Read them bones. Throw the dice. (Is this your card? Some Vegas magic humor there.) You can do what you want but the upcoming year will always be tough to predict. During the Portland Cement Association's (PCA) fall meeting, Ed Sullivan, chief economist and senior vice president of market intelligence for the PCA, presented his updated forecast for the upcoming year. The TL;DR of it all, he says that the Federal Reserve's lowering of interest rates coupled with easing inflation should signal a significant retreat in interest rate levels by the end of next year. Additional key points:
- It will take time for the impact of the Fed’s policy pivot to materialize in the economy and construction. Near term, construction activity is expected to be burdened by oppressively high interest rates. As more rate cuts transpire, construction loan rates are expected to decline — spurring new life into the construction market. This is expected to begin by mid-2025.
- Mortgage interest rates are expected to decline to 5.5% by mid-2025 and to 5.0% by year-end 2025. This is likely to usher in favorable home affordability and a surge in consumer demand.
- Lower rates will also usher in a significant increase in the supply of existing homes on the market. This is expected to more than offset the increase in demand and lead to a reduction in new and existing home prices. This further enhances affordability.
- Nonresidential construction will also benefit from lower interest rates. Unfortunately, it will take time to improve occupancy rates and a higher Net Operating Income. These will come as the economy gains momentum next year. Given this, nonresidential is not expected to see recovery until 2026.
- Public construction activity is expected to benefit from increased spending associated with the Bipartisan Infrastructure Law.

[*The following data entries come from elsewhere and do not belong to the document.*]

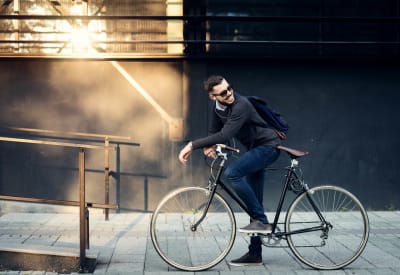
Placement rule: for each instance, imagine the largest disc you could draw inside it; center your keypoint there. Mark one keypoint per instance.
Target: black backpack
(270, 116)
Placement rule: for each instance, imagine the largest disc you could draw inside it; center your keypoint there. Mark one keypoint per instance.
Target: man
(235, 117)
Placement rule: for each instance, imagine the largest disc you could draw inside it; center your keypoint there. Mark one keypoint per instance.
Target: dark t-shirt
(241, 121)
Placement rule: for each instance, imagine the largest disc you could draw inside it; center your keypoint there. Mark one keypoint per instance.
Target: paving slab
(123, 246)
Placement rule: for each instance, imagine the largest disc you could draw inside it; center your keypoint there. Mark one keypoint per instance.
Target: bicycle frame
(291, 175)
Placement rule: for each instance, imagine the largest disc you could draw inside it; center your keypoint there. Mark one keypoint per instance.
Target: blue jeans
(251, 165)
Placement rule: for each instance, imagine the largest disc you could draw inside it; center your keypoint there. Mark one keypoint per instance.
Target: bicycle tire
(183, 248)
(344, 242)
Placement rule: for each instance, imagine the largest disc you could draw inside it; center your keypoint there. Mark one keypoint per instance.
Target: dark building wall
(343, 112)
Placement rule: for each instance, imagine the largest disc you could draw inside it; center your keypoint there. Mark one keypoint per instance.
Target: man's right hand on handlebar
(210, 152)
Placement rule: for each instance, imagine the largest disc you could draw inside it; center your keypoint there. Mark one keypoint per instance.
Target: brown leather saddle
(293, 153)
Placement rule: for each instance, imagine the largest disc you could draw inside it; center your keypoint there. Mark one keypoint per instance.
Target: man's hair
(212, 81)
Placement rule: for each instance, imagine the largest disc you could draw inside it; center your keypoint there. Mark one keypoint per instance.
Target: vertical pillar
(106, 176)
(82, 210)
(175, 27)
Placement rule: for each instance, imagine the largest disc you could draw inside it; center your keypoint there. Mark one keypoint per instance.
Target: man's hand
(185, 153)
(210, 152)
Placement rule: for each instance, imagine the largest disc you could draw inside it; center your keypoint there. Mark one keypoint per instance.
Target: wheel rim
(177, 243)
(342, 242)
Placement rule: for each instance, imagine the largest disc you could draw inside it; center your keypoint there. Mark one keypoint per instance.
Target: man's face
(223, 92)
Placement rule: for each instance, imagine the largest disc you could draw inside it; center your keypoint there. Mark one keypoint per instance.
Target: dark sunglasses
(223, 93)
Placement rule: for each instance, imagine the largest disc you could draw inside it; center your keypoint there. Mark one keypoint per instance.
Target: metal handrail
(106, 139)
(83, 205)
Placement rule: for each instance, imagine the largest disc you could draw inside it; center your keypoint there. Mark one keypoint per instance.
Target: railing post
(106, 176)
(118, 176)
(82, 210)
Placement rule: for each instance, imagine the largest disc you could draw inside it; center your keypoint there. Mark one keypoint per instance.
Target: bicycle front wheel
(336, 243)
(185, 247)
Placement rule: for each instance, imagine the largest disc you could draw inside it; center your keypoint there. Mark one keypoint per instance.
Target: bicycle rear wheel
(341, 241)
(184, 247)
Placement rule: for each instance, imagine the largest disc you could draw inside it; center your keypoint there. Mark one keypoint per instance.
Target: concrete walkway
(124, 247)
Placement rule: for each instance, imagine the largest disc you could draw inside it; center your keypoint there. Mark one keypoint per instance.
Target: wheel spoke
(344, 237)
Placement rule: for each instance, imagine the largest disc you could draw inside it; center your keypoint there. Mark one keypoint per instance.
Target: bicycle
(194, 228)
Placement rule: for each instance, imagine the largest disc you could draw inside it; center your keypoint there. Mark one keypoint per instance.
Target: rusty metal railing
(87, 137)
(83, 205)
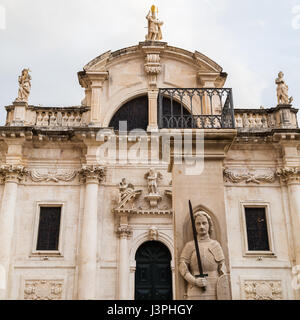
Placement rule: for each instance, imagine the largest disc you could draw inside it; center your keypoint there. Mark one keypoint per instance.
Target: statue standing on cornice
(154, 30)
(282, 90)
(24, 86)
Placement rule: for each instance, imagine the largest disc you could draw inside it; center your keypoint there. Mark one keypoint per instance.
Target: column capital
(289, 174)
(13, 173)
(92, 174)
(124, 231)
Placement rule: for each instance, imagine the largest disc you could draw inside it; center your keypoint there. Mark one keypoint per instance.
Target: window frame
(257, 253)
(59, 252)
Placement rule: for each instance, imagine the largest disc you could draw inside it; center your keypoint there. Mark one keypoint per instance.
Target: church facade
(94, 198)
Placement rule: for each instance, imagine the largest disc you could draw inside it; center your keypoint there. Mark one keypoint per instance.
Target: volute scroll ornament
(214, 284)
(92, 173)
(10, 172)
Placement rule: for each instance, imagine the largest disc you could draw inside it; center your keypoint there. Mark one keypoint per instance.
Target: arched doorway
(135, 112)
(153, 276)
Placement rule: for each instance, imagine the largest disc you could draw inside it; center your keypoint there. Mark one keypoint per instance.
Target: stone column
(87, 262)
(124, 232)
(291, 176)
(12, 175)
(153, 68)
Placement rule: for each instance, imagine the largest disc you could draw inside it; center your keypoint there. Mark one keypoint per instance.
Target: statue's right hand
(201, 282)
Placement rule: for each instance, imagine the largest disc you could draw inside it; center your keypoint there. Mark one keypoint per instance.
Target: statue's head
(203, 223)
(153, 11)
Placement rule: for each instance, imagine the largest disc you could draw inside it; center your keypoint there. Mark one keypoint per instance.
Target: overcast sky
(251, 39)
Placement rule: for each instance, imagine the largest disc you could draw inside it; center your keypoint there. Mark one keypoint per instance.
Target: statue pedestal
(153, 198)
(19, 113)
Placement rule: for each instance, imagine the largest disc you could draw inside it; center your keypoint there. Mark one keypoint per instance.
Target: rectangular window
(48, 229)
(257, 229)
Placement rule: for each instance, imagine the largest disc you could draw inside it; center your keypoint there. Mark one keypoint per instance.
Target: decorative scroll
(38, 176)
(13, 172)
(92, 172)
(289, 174)
(249, 177)
(262, 289)
(43, 289)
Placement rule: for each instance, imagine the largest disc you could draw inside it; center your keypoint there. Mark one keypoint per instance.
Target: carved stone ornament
(282, 90)
(263, 289)
(248, 177)
(13, 172)
(153, 196)
(24, 86)
(52, 175)
(153, 233)
(91, 172)
(43, 289)
(128, 196)
(154, 25)
(289, 174)
(124, 231)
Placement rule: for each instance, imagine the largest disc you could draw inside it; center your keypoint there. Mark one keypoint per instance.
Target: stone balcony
(56, 118)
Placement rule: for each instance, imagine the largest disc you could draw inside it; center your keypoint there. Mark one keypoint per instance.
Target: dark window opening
(135, 112)
(49, 225)
(257, 230)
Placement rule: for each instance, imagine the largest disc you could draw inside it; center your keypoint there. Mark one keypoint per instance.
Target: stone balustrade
(47, 117)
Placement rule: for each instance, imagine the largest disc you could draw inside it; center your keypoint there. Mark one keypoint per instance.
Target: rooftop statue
(154, 30)
(24, 86)
(282, 90)
(215, 286)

Since we're on the infrastructure and the funding coming through, for concrete paving, "the next five years looks promising," says Don Weaver, president of Weaver-Bailey Contractors Inc. and incoming chair of the American Concrete Pavement Association Board of Directors. Yet, he holds a realistic level of confidence as compared to what he thought a couple of years ago. "I don’t know that the confidence I would have had in the middle of 2023 on the perspectives for the second half of the 20’s remains - I have seen a lot of fluctuation in confidence. Companies are plenty busy but margins are down and backlogs not as great. There is ample work out there but greater strain on the entire project schedule from permitting through notice to proceed that comes from additional restrictions in workforce for building departments, inspections and more."